Applied Materials recently celebrated its 50th anniversary. Recently, Applied posted its results. “Applied Materials posted F4Q results above consensus and guided F1Q significantly above consensus, as demand trends remain very strong for both semiconductor and display equipment,” said Weston Twigg, an analyst with KeyBanc Capital Markets, in a research note. “Execution and margin performance were also good. Demand was strong across all segments, with display demand off the rails, up 65% quarter/quarter; this should decline in F1Q and continue to be lumpy while showing strong growth through 2018. Semiconductor equipment sales were down 4% quarter/quarter, roughly in line with guidance; however, we project this segment to be up around 17% quarter/quarter in F1Q, led by Samsung’s aggressive build-out. Service revenue continues to grow at a steady clip, up 6% quarter/quarter, though it should be down seasonally in F1Q.”

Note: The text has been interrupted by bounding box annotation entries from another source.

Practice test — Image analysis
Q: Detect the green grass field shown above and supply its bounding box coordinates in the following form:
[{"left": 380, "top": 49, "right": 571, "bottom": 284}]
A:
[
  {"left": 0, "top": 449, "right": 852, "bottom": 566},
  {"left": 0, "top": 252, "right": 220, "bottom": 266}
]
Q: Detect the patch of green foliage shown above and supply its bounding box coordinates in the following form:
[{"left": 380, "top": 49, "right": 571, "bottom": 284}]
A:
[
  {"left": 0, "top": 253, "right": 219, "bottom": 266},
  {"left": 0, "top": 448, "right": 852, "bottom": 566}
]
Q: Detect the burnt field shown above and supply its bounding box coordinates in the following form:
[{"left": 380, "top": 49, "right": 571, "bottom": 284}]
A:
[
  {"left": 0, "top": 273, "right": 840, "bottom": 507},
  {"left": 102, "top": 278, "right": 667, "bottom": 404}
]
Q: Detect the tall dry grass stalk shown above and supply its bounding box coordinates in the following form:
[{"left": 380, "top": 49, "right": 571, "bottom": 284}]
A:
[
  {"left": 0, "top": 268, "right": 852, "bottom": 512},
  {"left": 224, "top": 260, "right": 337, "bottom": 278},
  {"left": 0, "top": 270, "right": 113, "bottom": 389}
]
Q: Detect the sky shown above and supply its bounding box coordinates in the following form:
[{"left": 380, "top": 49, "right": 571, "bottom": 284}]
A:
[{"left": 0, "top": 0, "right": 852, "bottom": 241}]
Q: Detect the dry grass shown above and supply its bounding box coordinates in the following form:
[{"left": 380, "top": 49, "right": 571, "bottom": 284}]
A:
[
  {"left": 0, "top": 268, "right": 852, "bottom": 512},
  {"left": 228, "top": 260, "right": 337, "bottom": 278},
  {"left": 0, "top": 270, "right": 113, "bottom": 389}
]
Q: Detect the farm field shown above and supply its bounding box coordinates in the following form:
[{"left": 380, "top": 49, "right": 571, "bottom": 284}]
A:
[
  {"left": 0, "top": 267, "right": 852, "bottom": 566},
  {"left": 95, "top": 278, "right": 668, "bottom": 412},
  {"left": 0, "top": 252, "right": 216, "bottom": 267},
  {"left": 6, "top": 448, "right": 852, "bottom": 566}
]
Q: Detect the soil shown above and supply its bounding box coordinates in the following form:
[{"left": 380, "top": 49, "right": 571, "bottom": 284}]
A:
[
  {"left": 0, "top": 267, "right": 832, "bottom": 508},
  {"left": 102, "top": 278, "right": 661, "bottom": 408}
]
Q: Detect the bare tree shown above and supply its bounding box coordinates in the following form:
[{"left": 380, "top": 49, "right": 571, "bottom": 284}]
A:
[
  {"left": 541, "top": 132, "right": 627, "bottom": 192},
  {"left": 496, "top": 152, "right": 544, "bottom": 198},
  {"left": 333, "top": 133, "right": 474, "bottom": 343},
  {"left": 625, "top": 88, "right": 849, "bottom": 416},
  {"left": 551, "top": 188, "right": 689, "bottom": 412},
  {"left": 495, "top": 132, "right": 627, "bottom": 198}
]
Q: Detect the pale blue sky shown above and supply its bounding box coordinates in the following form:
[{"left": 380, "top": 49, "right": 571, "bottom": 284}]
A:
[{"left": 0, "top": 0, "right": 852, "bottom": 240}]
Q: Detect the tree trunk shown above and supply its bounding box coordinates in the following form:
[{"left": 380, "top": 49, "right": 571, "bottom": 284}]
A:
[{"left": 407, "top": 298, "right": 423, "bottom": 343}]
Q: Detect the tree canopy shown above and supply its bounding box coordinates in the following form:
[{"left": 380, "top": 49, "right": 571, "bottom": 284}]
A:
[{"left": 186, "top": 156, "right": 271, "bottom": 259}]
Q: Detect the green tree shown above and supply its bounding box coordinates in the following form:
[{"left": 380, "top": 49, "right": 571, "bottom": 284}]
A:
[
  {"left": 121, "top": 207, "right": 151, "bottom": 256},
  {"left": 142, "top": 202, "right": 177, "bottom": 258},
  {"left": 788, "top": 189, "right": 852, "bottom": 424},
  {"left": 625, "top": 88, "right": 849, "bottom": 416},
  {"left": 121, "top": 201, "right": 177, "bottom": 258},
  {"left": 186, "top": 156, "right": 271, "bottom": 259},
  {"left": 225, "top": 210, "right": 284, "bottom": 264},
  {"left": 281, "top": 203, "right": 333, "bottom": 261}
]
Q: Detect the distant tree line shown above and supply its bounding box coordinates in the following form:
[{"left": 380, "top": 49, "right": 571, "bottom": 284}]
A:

In a blog, Lam Research takes a look at the role of semiconductors in the healthcare industry. “The market size for medical technology devices is nearly US$400 billion worldwide, with semiconductors driving many advancements – especially in mobile and connected devices,” according to the blog.

Aixtron has completed the sale of its ALD and CVD memory product lines to Eugene Technology, a U.S. subsidiary of Eugene Technology Co. Ltd., South Korea. Aixtron will receive $60 million for the assets and $11 million for open supplier orders.